Reputation: 6896
I planning my inaugural data load into GAE and really want to get my ducks in a row. The language I am using is Python. My question is about the storing of storing read only temporal data in app engine.
I have a spreadsheet with ~50k rows times 30 columns.
It is historic data and the table will be read-only.
I envisage a lot of sorting by day of week (show me weekends in July and so on) and also time (not necessarily always with date - but sometimes with) so my initial thought would be to create an extra row and fill that in a previously-computed "day of week".
eg.
date, time, dayofweek, event, geolocation, etc
27-02-2009, 08:20:00, 'Friday' ...
That date and time shown above reflects how it is coming from the spreadsheet ATM.
If I am going to go to the trouble of computing the "dayofweek", which is I presume a good idea, and given your experience of GAE's Datastore models should I:
-just have a single datetime? (and let GAE work out the day of week during future sorts/requests?) -create a dayofweek but have a single daydate? '2009-02-27 08:10:00' -store day of week as an integer instead? (0 = Monday in Python IIRC) -store date as '2009-02-27' instead?
Output will always be English, and may also be JSON. It is for a data visulatisation study and some extra temporal animation could be done on the client - but my primary concern is to keep the work done in GAE down, which I admit might just be a n00bish fetish.
Upvotes: 3
Views: 532
Reputation: 535
I agree that you definitely want to break down your date in ways that make sense for queries. Building some of that information into the key can be useful as suggested as well. It is not always possible though. For example, there may be competing concerns for the key. Yet another option is to build a query index just based on date and use ancestor/parent relationship. Then you can do a keys only query on the date oriented entities and use them to get the parents.

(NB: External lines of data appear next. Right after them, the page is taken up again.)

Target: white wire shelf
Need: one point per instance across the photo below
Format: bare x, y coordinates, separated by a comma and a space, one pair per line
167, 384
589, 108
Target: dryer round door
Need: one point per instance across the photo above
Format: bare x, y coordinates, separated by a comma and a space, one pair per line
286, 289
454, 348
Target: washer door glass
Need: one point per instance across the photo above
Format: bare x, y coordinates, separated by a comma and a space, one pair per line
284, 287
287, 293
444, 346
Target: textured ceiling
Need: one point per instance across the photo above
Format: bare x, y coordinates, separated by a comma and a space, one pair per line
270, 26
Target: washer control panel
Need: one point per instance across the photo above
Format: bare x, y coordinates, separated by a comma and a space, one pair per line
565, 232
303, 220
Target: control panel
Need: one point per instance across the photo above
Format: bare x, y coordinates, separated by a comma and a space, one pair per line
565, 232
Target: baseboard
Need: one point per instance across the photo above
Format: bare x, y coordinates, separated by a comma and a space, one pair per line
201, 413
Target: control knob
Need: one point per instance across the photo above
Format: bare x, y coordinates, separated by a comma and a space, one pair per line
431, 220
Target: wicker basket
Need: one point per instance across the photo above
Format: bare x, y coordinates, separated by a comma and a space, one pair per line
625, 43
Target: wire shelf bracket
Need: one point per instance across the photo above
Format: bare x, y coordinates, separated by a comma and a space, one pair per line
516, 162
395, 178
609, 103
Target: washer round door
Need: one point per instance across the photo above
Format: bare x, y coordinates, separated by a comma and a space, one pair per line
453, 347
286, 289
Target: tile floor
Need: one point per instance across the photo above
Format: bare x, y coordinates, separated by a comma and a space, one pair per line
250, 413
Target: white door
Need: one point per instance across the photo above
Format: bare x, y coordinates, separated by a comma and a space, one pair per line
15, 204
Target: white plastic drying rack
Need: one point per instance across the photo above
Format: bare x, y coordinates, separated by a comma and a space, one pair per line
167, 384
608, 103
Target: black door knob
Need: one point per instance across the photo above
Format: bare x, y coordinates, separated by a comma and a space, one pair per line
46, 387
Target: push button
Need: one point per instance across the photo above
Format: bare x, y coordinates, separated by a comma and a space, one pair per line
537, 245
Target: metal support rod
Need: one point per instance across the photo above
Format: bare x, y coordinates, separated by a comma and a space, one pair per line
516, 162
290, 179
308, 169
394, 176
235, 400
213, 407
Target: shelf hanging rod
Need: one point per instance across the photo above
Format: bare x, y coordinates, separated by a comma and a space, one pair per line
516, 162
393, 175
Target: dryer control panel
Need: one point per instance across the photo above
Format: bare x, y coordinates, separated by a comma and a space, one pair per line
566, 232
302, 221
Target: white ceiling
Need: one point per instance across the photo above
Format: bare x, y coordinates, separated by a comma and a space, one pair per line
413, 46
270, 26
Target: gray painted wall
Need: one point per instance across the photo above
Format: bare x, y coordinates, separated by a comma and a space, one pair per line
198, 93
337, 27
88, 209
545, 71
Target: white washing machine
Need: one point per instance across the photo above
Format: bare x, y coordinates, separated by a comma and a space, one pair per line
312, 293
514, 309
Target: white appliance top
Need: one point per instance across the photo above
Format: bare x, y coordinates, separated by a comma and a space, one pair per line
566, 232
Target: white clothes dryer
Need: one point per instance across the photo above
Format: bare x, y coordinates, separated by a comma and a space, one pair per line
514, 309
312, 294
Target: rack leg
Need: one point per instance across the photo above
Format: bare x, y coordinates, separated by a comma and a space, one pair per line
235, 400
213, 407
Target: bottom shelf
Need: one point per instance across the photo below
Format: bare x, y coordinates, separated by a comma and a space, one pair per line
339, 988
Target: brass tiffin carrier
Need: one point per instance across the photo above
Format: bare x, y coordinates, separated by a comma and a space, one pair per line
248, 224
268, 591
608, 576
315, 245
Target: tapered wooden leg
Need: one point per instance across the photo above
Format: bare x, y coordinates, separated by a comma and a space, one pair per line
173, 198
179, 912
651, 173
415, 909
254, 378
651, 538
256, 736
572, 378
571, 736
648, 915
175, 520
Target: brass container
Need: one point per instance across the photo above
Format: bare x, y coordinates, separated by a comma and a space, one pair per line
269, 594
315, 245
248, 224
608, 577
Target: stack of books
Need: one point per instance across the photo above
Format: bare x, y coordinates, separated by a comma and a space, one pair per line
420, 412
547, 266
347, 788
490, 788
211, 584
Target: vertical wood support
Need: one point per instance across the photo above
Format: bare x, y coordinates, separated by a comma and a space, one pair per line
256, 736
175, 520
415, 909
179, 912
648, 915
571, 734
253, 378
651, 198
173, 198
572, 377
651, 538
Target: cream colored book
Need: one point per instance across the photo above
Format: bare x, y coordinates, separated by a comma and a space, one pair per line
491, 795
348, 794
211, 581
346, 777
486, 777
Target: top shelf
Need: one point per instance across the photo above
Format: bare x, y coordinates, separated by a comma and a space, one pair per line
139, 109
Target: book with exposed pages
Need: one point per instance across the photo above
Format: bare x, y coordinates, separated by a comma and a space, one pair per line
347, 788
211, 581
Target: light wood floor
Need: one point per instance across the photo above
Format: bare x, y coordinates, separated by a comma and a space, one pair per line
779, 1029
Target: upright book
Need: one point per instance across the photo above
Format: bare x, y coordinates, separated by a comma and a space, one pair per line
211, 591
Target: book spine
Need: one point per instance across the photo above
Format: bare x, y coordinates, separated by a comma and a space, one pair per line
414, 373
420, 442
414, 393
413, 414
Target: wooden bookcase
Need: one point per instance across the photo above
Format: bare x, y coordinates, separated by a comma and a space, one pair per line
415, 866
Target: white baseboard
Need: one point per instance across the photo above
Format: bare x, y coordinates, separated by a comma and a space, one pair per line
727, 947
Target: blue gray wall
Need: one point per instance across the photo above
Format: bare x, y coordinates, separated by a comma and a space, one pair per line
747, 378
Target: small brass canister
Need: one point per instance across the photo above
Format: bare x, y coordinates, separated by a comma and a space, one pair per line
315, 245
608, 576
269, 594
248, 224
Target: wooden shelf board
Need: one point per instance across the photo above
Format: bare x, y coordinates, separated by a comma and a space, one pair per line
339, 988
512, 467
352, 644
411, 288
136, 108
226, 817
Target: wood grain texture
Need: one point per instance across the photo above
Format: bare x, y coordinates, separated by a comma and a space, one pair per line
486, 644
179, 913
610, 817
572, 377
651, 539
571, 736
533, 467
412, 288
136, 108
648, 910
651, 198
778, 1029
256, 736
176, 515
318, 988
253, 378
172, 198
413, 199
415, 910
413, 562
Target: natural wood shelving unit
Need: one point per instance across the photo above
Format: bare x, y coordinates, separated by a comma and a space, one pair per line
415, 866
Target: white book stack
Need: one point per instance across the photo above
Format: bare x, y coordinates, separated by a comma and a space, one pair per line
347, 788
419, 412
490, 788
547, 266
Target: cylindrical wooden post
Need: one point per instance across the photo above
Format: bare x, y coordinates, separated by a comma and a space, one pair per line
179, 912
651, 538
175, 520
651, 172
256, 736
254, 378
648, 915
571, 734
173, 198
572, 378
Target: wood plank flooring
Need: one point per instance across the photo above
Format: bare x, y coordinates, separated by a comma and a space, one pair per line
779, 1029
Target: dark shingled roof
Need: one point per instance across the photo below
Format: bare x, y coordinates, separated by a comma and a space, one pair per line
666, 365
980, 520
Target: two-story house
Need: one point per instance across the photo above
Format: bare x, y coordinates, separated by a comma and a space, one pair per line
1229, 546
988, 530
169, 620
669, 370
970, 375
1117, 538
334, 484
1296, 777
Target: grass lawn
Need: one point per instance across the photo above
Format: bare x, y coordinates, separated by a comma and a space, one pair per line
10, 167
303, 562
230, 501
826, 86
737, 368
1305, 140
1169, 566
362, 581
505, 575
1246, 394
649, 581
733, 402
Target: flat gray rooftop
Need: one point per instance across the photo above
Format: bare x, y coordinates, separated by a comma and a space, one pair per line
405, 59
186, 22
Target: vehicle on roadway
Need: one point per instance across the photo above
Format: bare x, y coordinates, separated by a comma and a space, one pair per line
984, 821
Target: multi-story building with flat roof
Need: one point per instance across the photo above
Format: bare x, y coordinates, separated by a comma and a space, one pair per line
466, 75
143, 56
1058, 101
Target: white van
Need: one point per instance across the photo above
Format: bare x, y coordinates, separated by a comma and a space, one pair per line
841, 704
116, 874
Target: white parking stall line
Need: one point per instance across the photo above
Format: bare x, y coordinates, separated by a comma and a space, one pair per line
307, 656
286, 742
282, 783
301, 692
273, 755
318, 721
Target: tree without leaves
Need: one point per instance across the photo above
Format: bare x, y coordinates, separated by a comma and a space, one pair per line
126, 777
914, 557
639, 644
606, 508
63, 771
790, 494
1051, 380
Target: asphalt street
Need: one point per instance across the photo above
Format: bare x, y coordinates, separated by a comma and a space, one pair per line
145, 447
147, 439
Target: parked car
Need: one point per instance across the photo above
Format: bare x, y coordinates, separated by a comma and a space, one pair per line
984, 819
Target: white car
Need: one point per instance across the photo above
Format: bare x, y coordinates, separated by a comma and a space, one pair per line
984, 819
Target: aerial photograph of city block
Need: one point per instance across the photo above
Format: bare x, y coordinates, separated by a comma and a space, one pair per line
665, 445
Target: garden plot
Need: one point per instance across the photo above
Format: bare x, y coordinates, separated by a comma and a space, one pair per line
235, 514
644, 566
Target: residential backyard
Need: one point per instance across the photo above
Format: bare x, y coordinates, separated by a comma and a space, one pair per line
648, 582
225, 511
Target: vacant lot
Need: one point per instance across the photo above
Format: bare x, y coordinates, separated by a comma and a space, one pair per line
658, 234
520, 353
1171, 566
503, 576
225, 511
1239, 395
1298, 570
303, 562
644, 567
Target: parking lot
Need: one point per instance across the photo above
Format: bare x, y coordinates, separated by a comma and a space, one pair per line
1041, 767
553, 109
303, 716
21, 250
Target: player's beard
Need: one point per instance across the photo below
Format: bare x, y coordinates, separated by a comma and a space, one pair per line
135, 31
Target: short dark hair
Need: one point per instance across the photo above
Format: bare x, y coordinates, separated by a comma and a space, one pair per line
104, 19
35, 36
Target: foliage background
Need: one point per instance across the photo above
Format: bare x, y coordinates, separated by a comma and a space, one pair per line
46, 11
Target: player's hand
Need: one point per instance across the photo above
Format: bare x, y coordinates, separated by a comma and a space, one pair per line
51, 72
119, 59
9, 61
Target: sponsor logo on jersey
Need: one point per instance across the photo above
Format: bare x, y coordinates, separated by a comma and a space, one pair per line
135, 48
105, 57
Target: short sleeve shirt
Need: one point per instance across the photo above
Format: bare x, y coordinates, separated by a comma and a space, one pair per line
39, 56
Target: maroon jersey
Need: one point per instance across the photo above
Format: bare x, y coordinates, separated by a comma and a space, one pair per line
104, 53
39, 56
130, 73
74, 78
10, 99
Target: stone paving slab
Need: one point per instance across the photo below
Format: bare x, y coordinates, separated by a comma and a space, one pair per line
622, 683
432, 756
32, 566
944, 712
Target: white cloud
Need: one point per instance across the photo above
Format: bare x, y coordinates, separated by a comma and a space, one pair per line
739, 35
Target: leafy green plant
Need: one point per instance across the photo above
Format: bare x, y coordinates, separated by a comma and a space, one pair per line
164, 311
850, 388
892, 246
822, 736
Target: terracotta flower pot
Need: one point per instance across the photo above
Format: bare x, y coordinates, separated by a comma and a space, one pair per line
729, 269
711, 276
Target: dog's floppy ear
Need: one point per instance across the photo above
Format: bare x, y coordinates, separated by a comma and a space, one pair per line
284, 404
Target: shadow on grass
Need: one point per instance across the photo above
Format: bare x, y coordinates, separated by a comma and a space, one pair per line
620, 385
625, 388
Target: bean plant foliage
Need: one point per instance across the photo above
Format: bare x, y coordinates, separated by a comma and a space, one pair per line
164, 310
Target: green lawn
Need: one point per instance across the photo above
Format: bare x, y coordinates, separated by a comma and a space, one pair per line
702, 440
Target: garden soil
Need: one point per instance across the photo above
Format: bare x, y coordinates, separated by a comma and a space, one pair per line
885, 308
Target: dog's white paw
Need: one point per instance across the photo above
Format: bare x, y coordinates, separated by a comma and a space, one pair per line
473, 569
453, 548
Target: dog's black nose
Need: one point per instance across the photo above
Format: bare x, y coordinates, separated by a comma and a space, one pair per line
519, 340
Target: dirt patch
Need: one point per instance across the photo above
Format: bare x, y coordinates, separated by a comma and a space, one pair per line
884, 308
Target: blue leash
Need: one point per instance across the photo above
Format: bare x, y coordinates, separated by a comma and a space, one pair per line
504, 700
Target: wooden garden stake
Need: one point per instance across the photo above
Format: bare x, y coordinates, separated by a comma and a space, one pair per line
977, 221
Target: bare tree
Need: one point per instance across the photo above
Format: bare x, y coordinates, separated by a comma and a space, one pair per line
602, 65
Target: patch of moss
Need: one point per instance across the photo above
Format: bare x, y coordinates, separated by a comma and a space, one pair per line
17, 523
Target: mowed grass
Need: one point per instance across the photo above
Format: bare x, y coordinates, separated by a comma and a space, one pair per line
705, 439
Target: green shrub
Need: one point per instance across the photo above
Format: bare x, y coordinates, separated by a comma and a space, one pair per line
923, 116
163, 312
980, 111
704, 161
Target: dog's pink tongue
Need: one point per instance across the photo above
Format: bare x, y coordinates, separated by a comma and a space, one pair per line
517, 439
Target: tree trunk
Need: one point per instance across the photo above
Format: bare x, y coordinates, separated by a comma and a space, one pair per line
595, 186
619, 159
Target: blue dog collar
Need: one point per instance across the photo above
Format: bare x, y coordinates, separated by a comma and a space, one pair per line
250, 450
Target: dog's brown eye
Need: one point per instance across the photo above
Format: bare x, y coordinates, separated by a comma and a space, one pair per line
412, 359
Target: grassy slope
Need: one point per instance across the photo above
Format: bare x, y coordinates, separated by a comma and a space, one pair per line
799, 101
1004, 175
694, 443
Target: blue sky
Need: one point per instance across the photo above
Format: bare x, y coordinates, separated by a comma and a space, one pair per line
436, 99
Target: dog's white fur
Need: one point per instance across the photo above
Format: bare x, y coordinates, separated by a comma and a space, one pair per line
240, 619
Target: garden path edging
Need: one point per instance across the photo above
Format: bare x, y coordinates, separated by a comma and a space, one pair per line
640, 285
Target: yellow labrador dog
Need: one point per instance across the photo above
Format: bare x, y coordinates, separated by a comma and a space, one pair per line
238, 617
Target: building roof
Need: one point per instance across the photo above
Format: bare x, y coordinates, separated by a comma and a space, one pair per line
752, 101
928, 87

One last thing, I recommend that, however you break down the date, do store the datetime in full as well. You may want his later if there has been some mistake or if you change your scheme.
Upvotes: 1
Reputation: 101149
If you plan to query based on day-of-week - that is, you need to select several Fridays, but not the neighbouring days - you should absolutely break this out into a separate property, as it'll make it possible to do efficient queries for it.
To do the query 'Fridays in July', as you suggest, you've got several options:
Upvotes: 3
Reputation: 3866
If you want maximum performance you can add dayofyear and year in your key name. For example what I do is that i construct keys like that: analytic:124:2011
Then it is quite easy to get the last 30 days let's. Just create a list generator that will create a list of keys for the 30 last days
from datetime import datetime
dof = datetime.now().timetuple()
keys = [db.Key.from_path("Analytic","%i:%i"%(dof-i,2011)) for in in xrange(0,30)]
analytics = db.get(keys)
Upvotes: 1
Reputation: 2936
You should just have a single datetime. This will allow your system to be utilized by other systems as the need arises in the future. I also believe that computable items should not be stored in the DB as the parameters from some computations can evolve over time.
HTH,
Upvotes: 1